Application Development Discussions
Join the discussions or start your own on all things application development, including tools and APIs, programming models, and keeping your skills sharp.
cancel
Showing results for 
Search instead for 
Did you mean: 

DB Index - Guid Vs Numeric - which is better for performance?

Jayananda_Kotri
Product and Topic Expert
Product and Topic Expert
0 Kudos

Hi,

I was trying to find which type of primary key or index (GUID Vs Numeric Key) would perform better in case of large data volumes of billions of records.

Intutively I felt that Numeric index performance would be better but I do not find any conclusive evidence or suggestions.

Typically GUIDs would serve the purpose of uniqueness but rarely would any application use them to search for a record, the search would be performed using other fields and then be read accordingly.

I tried to check with a test table and a report program but the readings are too close and varying, also simulating a real life DB with billions of records is difficult.

If uniqueness is enforced would numeric keys result in better DB performance?

Any suggestions?

Thanks and regards,

Jayanand

1 ACCEPTED SOLUTION

Former Member
0 Kudos

Hi Jyananda,

If uniqueness is enforced,it is sure that numeric keys result in better DB performance.

with regards,

Hema.

3 REPLIES 3

Former Member
0 Kudos

Hi Jyananda,

If uniqueness is enforced,it is sure that numeric keys result in better DB performance.

with regards,

Hema.

Former Member
0 Kudos

Hi,

The GUID is a wide column (16 bytes to be specific) and contains a unique combination of 33 uppercase and numeric characters (these are HEX value characters that range from A to F and numeric values that range between 0-9). This column, because it is the primary key, is going to be stored in the clustered index (unless specified to be a non-clustered index), and will be the page pointer for each leaf page in a non-clustered index. Also, if a GUID is used instead of an integer identity column, then the binary rendering of 33 characters needs to be matched for each row that is returned using that column in the WHERE clause.

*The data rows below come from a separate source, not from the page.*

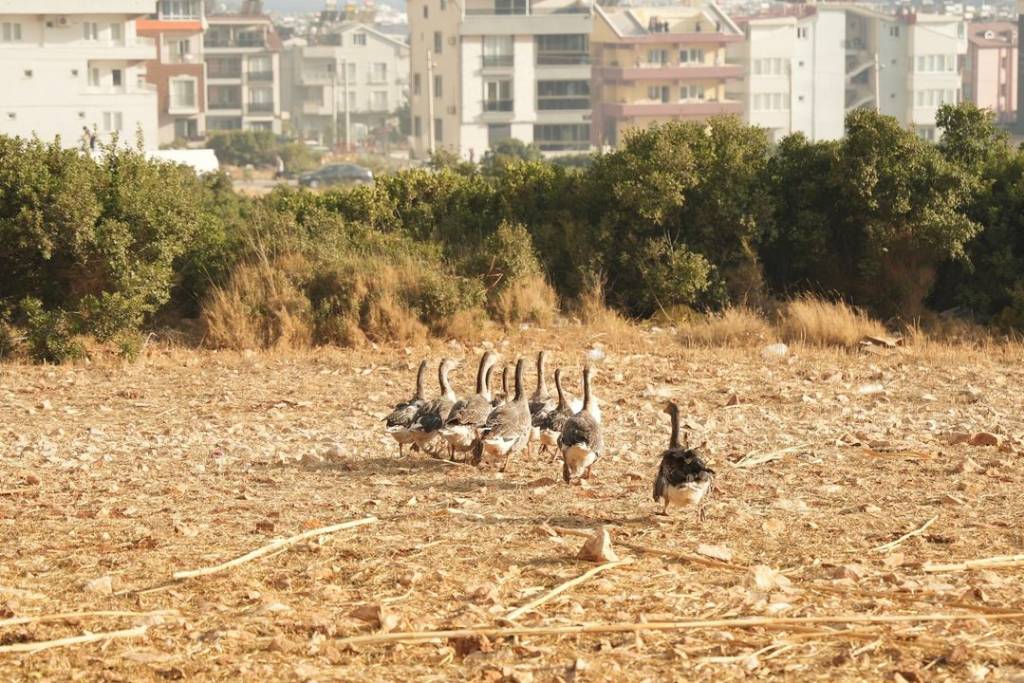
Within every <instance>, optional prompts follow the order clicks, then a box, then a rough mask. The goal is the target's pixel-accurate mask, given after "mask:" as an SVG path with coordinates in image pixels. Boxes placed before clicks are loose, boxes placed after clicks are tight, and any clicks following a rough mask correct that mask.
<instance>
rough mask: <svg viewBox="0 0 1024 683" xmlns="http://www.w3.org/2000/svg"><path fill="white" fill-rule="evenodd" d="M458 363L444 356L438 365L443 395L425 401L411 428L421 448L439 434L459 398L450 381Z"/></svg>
mask: <svg viewBox="0 0 1024 683" xmlns="http://www.w3.org/2000/svg"><path fill="white" fill-rule="evenodd" d="M457 366H458V364H457V362H456V361H455V360H453V359H452V358H442V359H441V362H440V365H439V366H437V383H438V384H439V385H440V389H441V395H440V396H438V397H437V398H434V399H433V400H431V401H428V402H426V403H424V405H423V408H421V409H420V412H419V413H417V415H416V420H415V421H414V422H413V424H412V426H411V427H410V430H411V431H412V433H413V440H414V441H415V442H416V444H417V446H419V447H420V449H421V450H423V449H424V446H426V444H427V443H429V442H430V441H431V439H433V438H434V436H436V435H437V431H438V430H439V429H440V428H441V427H442V426H443V425H444V422H445V421H447V419H449V416H450V415H451V414H452V411H453V409H454V408H455V405H456V401H457V400H458V398H457V397H456V395H455V391H454V390H453V389H452V384H451V382H449V378H447V376H449V373H450V372H452V370H453V369H455V368H456V367H457Z"/></svg>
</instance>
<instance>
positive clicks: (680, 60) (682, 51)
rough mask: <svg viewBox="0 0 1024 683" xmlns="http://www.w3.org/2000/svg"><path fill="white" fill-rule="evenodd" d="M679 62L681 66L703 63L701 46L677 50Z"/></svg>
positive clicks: (696, 64) (694, 64) (697, 64)
mask: <svg viewBox="0 0 1024 683" xmlns="http://www.w3.org/2000/svg"><path fill="white" fill-rule="evenodd" d="M679 63H680V65H683V66H687V65H702V63H703V48H702V47H691V48H689V49H682V50H679Z"/></svg>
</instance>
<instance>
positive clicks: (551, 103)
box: [407, 0, 593, 159]
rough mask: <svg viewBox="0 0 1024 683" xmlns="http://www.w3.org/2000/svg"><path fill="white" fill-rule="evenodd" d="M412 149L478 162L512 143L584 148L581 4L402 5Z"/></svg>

If a high volume of inserts are done on these tables, then the large size of the GUID's will contribute to page splits, potentially resulting in performance problems. Another disadvantage is that typically, primary keys are searched frequently, further contributing to additional server overhead. And trying to recall a GUID from memory, giving it to someone verbally, or manually typing a GUID value into a query, is not fun or easy.

If you need a key is unique across all servers, I would recommend using a composite key as the PK instead of a GUID.

regards,

vasavi

reward if it is helpful.

Jayananda_Kotri
Product and Topic Expert
Product and Topic Expert
0 Kudos

Hi,

Thank you for the answers.

We are looking at a scenario where there would be billions of records with millions of inserts (transactions) daily.

Insert and search performance would be critical.

As of now it looks like we would have to use GUIDs anyway and are evaluating for performance.